Orthodox oder gottlos

Hinter der Haustür ist in Katar so einiges erlaubt, während die Regeln für den öffentlichen Raum viel unberechenbarer sind. Nehmen Sie die Kontroverse ein paar Jahre zurück Die wundersame Reise, eine Reihe von Bronze-Megastatuen, die die menschliche Entwicklung darstellen, beginnend mit einer Samenzelle und endend mit einem ausgewachsenen Baby. Die Kataris bestellten sie für 19 Millionen Euro beim Künstler Damien Hirst, der stolz von den „ersten Nacktbildern im Nahen Osten“ sprach.

Um die Spitzer zufrieden zu stellen, durfte ein Student bei der Enthüllung ein paar Koranzeilen über die Heiligkeit des Lebens rezitieren. Auf diese Weise hofften die Behörden, zwei Ambitionen in Einklang zu bringen: der nationalen Kultur Tribut zu zollen, ohne Katars Wunsch zu gefährden, sich auf dem globalen Kunstmarkt zu manifestieren. Trotzdem wurde in den sozialen Medien eine Gegenkampagne gestartet, wonach die Bilder mit Tüchern abgedeckt wurden und fünf Jahre lang nicht sichtbar waren. 2018 folgte eine neue Offenbarung.

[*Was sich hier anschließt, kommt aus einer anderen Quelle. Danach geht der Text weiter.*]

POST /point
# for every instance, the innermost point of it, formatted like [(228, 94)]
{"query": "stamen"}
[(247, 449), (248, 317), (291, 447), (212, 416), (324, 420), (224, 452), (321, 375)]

Die Katarer wollen nicht so orthodox sein wie die Saudis, aber sie wollen auch nicht so gottlos sein wie das benachbarte Dubai. Es ist ein historisch begründeter Balanceakt: Katar ist aus einer Stammesgesellschaft hervorgegangen, mit den Al-Thani (zu denen der Emir gehört) als unumstrittene Führer. Innerhalb der Stämme gibt es Familien, deren Vorfahren als Beduinen in der Wüste lebten, während andere historisch in Dörfern verwurzelt waren. Die erste Gruppe legte den Islam und das ungeschriebene Recht manchmal strenger aus als die zweite. Der Emir versuche, diesen Unterschied mit pragmatischen Entscheidungen zu verwischen, sagt Gerd Nonneman, Professor für Internationale Beziehungen an der katarischen Zweigstelle der Georgetown University. „Die Haltung ist jetzt: Wir sind alle Mitglieder des Stammes von Katar.“

Spezielle Großhändler

Gerade im Bereich Alkohol schien man einen Mittelweg gefunden zu haben. Hotelketten sind zum Verkauf lizenziert, und WM-Beamte sagten, Fans könnten sich frei betrinken, solange sie sich in der Öffentlichkeit nicht daneben benehmen. Nichtmuslimische Expats, die in Katar leben, können sich seit langem gegen Vorlage einer speziellen Karte bei einem Großhändler mit einem bewusst vagen Namen („Qatar Distribution Company“) mit Getränken eindecken. Auch das im Islam verbotene Schweinefleisch wird dort verkauft.

Wenn Sie für einen Nachmittag dorthin gehen, werden Sie nur Ausländer sehen, die eintreten. Dieses System ist nicht ganz wasserdicht: In Doha kursieren Geschichten über Katarer, die einen Pass auf den Namen ihrer Haushaltshilfe haben – immer eine Wanderarbeiterin. Auf diese Weise können sie immer noch eine Flasche Whisky bekommen.